Ron Kantowski wonders what has changed between now and basketball season that has made the Thomas & Mack Center obsolete as a viable venue for sporting events
Monday, May 1, 2006 | 7:27 a.m.
Maybe these aren't the worst of times at UNLV. After all, Rollie Massimino is long gone. But they certainly aren't the best of times, either.
The football team hasn't had back-to-back winning seasons in more than two decades. The basketball team, once the cash cow of the program, is now a cash calf. The minor sports are either unsuccessful or operate in a vacuum, because nobody within the athletic department knows how to market or promote them.
The athletic director recently received a contract extension that virtually nobody believes he deserves, beginning with the guy who is running the university.
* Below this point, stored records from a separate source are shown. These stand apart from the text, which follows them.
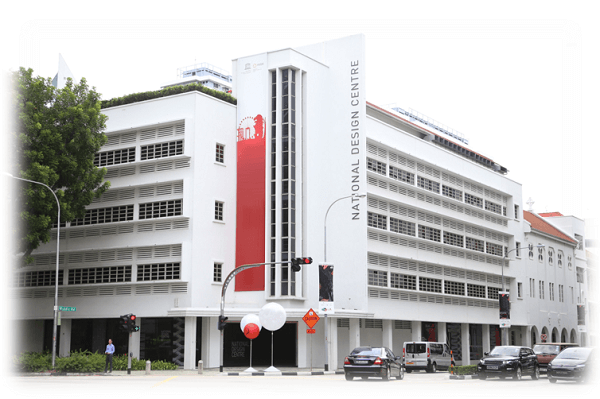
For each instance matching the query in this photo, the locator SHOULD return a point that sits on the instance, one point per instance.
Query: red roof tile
(539, 224)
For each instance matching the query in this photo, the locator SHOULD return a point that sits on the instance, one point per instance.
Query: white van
(428, 356)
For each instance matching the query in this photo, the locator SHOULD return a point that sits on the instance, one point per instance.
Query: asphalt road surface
(333, 386)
In this past week alone, I have talked to at least a half dozen people in the athletic department - a few in low places, a couple in the middle and one pretty close to the top - who say morale is like an old Slinky bounding down the stairs.
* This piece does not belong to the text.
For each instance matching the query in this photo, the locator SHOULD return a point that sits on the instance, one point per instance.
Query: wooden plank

"It's worse than when Charlie (Cavagnaro, the universally despised former head of the athletic department) was here," said one of the disgruntled ones about the downward spiral in sports.
And now this week, the Thomas & Mack Center, The House That Tark Built, the palatial home - or so we thought - of the Rebels' basketball team (and virtually everything else in town), has been deemed obsolete by city officials who have been watching events from the luxury boxes for years without once complaining, at least not publicly.
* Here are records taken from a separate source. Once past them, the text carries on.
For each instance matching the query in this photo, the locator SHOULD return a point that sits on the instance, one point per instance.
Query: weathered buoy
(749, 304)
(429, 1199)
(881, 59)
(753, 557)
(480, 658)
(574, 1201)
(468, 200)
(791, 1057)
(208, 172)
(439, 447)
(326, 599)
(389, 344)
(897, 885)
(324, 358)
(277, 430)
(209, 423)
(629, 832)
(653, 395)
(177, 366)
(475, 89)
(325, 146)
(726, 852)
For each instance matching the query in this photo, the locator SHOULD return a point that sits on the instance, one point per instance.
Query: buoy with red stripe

"The basketball facilities at UNLV are without question among the best anywhere in the country. We have five different venues in which to practice and the Thomas & Mack Center is undoubtedly one of the great arenas in the world."
That wasn't Tark speaking in 1983, when the T&M opened. It was current Rebels coach Lon Kruger, speaking on page 4 of this year's basketball media guide.
So if the Thomas & Mack Center was one of "the great arenas in the world" six months ago, just when did it become the Cow Palace?
The answer is that it's not the Cow Palace. In that I couldn't reach Rick Barry or Nate Thurmond to confirm it, you'll just have to take my word for it.
Kruger is right. I don't know about the Mack being one of the great arenas in the world, as he said. But as a place to play college basketball, it still does just fine.
The problem is that instead of the purpose for which it was built, UNLV needs the Mack to have more purposes than a Swiss Army Knife. The building hasn't sold out for basketball since his own administration ran Tark out of town during the early 1990s. So instead of catering to its chief tenant, the T&M has catered to all tenants, in an attempt to put some much needed rent money into the athletic department coffers.
Rodeos, prizefights, circuses, hockey, arena football, arena soccer, pro basketball, semipro basketball, high school basketball, rock concerts, rap concerts, Disney on Ice, high school graduations ... if you can rope it, punch it, tame it, ice it, kick it, dunk it, listen to it or walk down the aisle with it, the T&M has probably hosted it.
But during its 23-year history, those modest luxury boxes haven't gotten any bigger. Nor has the seating capacity. With cavernous new arenas around the country sprouting up like dandelions in springtime, City Hall has commissioned a study to determine the feasibility of replacing the T&M as Las Vegas' primary place to play and keep up with the Basketball Joneses.
See, this is what happens when we send Mayor Goodman to Houston to case the NBA All-Star Game.
It should be noted that it's going to be a while before the guys with tasseled loafers start picking out mahogany furniture for their luxury suites. But just in case this arena feasibility study results in a sensible plan to build one, UNLV had better start doing its homework.
It may have to spend some money if it intends to continue making some as a landlord. The T&M has been renovated twice, but obviously, not to the point where it measures up to any of these modern multi-use arenas that have been going up in NBA cities.
Or, if a new arena is built, UNLV could just sack the Mack and use the real estate to erect a new dormitory or classroom building, which it seems intent on doing anyway, given the nonstop construction on what used to be the Thomas & Mack parking lots.
But then it would have to stand in line with a monkey and a tin cup, right along with everybody else, in the hope of receiving a weekend date on which to play New Mexico in Goodman Arena or Binion's Extra Large Horseshoe or whatever they wind up calling the place.
That would probably be a mistake.
While a couple of the Big East teams have shown it's possible to run a successful college basketball program out of a downtown arena, most perennial winners have a Dean Dome right in the middle of campus to attract fans and recruits alike.
Without one, it's just a matter of time before you become DePaul.